Defenders are trying new tactics.

Platforms do takedowns of fake networks, including those linked to Philippine politics. Regulators like the EU are rolling out AI rules that ban certain kinds of manipulative systems and force companies to show how they manage risk.

Meta likes to say it has this under control. In March 2026 it joined a “Joint Disruption Week” with the FBI and Royal Thai Police, helping disable over a hundred thousand accounts tied to Southeast Asian scam and troll centers. It talks about AI “Integrity Systems,” a Llama‑based firewall, advertiser verification, and a promise that by the end of the year most ad money will come from verified buyers instead of shadowy clients.

On paper, Meta even claims that, working with our own DICT, it can take down election‑related disinformation within an hour of a government report. But our IT secretary, Henry Aguda, has already called them out for something more basic: the machine still doesn’t understand us. It misses Bisaya and Taglish, it misreads our sarcasm, it lets local venom pass through filters designed in Menlo Park while sometimes flagging organic posts from real people.

And the “one hour” promise doesn’t always show up on our screens. In a February 2026 hearing, Senator Raffy Tulfo had to berate Meta officials because a deepfake of President Marcos stayed up for more than a week despite being reported through official channels. Meta’s answer was the same line we’ve heard for years: they were still “processing it.”

Here at home, the Senate is finally saying the quiet part out loud. In late 2025 and early 2026, hearings on fake news and troll farms turned into debates about whether government should ever hire “troll armies” at all.
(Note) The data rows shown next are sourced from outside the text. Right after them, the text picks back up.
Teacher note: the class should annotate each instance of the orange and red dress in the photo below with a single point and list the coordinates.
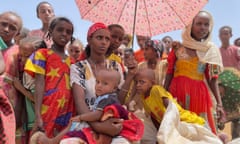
(57, 105)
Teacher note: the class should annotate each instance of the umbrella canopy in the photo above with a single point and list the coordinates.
(142, 17)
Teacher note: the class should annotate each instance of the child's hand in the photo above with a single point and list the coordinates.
(221, 116)
(17, 83)
(76, 119)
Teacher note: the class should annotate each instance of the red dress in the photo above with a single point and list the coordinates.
(57, 104)
(188, 84)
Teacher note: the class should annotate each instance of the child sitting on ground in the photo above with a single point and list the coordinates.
(155, 99)
(106, 105)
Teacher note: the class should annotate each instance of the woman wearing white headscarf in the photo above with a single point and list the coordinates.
(190, 63)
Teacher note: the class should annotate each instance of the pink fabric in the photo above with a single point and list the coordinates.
(7, 121)
(11, 71)
(41, 34)
(231, 57)
(152, 18)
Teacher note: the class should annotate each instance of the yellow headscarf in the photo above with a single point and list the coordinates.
(207, 52)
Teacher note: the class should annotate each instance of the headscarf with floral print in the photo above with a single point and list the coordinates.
(157, 45)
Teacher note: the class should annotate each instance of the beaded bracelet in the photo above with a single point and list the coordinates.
(219, 105)
(124, 90)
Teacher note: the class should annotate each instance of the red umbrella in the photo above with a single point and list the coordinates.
(142, 17)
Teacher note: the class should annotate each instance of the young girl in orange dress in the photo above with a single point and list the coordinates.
(193, 62)
(45, 13)
(53, 100)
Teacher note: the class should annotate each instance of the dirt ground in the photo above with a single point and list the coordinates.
(227, 130)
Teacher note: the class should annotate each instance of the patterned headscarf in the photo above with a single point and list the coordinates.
(206, 51)
(95, 27)
(157, 45)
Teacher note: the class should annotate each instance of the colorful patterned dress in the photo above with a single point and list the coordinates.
(57, 104)
(188, 84)
(154, 106)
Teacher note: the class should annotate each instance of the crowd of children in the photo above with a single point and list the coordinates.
(55, 90)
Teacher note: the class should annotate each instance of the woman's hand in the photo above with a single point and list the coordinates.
(111, 126)
(76, 119)
(38, 126)
(221, 117)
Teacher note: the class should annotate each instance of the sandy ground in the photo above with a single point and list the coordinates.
(227, 130)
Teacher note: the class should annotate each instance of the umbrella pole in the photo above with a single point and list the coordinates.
(134, 22)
Senator Robinhood Padilla filed Senate Bill No. 1490, the Anti‑Troll Farm Act, which seeks to criminalize the financing, organizing, and operation of troll farms, with proposed penalties stretching up to 6–12 years in prison for those who bankroll these operations.

And here’s the part that’s hard to ignore: the same senator pushing this bill has also stood beside and defended the very camp that normalized troll armies in our politics in the first place. The system is finally being named as a crime, but the original patrons of that system are still treated as allies, not architects.
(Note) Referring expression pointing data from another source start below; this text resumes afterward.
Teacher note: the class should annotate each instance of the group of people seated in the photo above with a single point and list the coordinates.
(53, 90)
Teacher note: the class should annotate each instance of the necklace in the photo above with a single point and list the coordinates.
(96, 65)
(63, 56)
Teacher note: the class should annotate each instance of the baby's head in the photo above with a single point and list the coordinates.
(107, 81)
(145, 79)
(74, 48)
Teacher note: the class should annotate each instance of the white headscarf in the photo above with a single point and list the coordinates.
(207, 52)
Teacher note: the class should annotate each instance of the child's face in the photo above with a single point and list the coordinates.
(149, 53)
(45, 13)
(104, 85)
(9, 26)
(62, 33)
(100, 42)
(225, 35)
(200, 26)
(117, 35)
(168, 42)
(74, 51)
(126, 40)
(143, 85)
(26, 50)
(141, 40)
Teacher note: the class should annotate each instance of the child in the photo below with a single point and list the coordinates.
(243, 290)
Anywaym at least, for once, the law is looking not just at the kid paid per comment, but at the people who sign the checks.

Security outfits and infra providers are experimenting with tricks like Cloudflare’s “AI Labyrinth.” Instead of simply blocking misbehaving bots, the system quietly diverts them into a maze of AI‑generated pages where they keep clicking and scraping, thinking they’re still on the real site. Operators don’t get a clean error message. They just watch their bots burn CPU time and bandwidth arguing with junk content, their client’s budget literally dissolving into irrelevant words.

Somewhere, right now, a troll farm is paying for workers and electricity so their bots can fight with AI‑generated junk instead of with you.

It’s clever. It’s satisfying in a small way.
It doesn’t change the bigger reality.

For a Filipino online in 2026, this is the situation:

  • Any sudden wave of comments, DMs, or “public opinion” around a hot issue might be heavily manufactured.

  • You might be arguing with a real person, a farm operator, a synthetic persona, or a stolen face. You won’t be able to tell which.

  • People you know may have taken troll work out of desperation, and now they might be losing even that job to AI while the damage they helped do stays in the culture.

So what do we do with that.

Maybe the first step is to change how we read the crowd. When a post explodes with hostility, we can stop telling ourselves “lahat sila galit sa’yo” and start asking “magkano ang ginastos para dito.” When a relative casually mentions doing “online work” for a campaign or a foreign page, we can challenge them without pretending they were the only one who ever faced that temptation. When companies and politicians brag about “engagement,” we can remember how cheap engagement has become.

And for those of us who write, research, or just refuse to log off, maybe the hardest question is this:

If the machine learned from our worst choices—from the trolls we hired, the memes we shared, the lies we let slide—what do we owe each other now, both to the people who betrayed us and to the ones being used without even knowing it.